The independent-samples t-test was used to compare the differences between RBT and the inflammatory group. Differences in DKI parameters were analyzed by comparing the areas under the receiver-operator characteristic curves (AUCs).
In patients with RBT, the MD (MD , MD , MD ) values were significantly lower and the MK (MK , MK , MK ) values were significantly higher than those in patients in the inflammatory lesions group (all P < 0.01).
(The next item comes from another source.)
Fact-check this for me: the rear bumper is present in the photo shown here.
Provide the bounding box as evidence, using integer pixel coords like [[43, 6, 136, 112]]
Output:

The AUC of MK (0.934) was significantly larger than those of MD , MK , and MK (0.793, P < 0.05; 0.694, P < 0.01; 0.719, P < 0.01, respectively).
MK obtained from DKI provided better performance than conventional DWI in distinguishing RBT from inflammatory lesions after bladder cancer treatment. MK calculated with high b-values setting provided better performance in differentiation.
1 Technical Efficacy Stage 3 J. Magn. Reson. Imaging 2017.
初始治疗(经尿道膀胱肿瘤切除术[TUR]或新辅助化疗)后,膀胱壁可能会因慢性炎症而增厚,这可能与复发性或残留膀胱肿瘤(RBT)的特征相似。因此,区分初始治疗后的 RBT 与良性病变至关重要。
探究扩散峰度成像(DKI)是否可区分 RBT 与治疗后膀胱炎症性病变。
回顾性研究。
50 例诊断为膀胱癌的患者接受了 TUR 或新辅助化疗。
磁场强度/序列:3.0T MRI/常规 T1 加权成像(T1WI)、T2WI 和扩散加权成像(DWI),9 个 b 值范围为 0-2000 s/mm2。
从 3 种不同的测量方法中获得平均扩散系数(MD、MD 和 MD)和平均峰度值(MK、MK 和 MK)。感兴趣区(ROI)分别置于 1)整个膀胱壁增厚部分或 2)b 值为 2000 s/mm2 的最受限部分,或 3)b 值为 1000 s/mm2 的最受限部分。
采用独立样本 t 检验比较 RBT 与炎症组之间的差异。通过比较受试者工作特征曲线下的面积(AUC)来分析 DKI 参数的差异。
RBT 患者的 MD(MD、MD、MD)值明显低于炎症组,MK(MK、MK、MK)值明显高于炎症组(均 P<0.01)。MK 的 AUC(0.934)明显大于 MD、MK 和 MK(0.793,P<0.05;0.694,P<0.01;0.719,P<0.01)。
在区分膀胱癌治疗后 RBT 与炎症性病变方面,DKI 获得的 MK 优于常规 DWI。采用高 b 值设定计算的 MK 具有更好的区分性能。
1 技术功效研究 3 级 J. 磁共振成像 2017 年。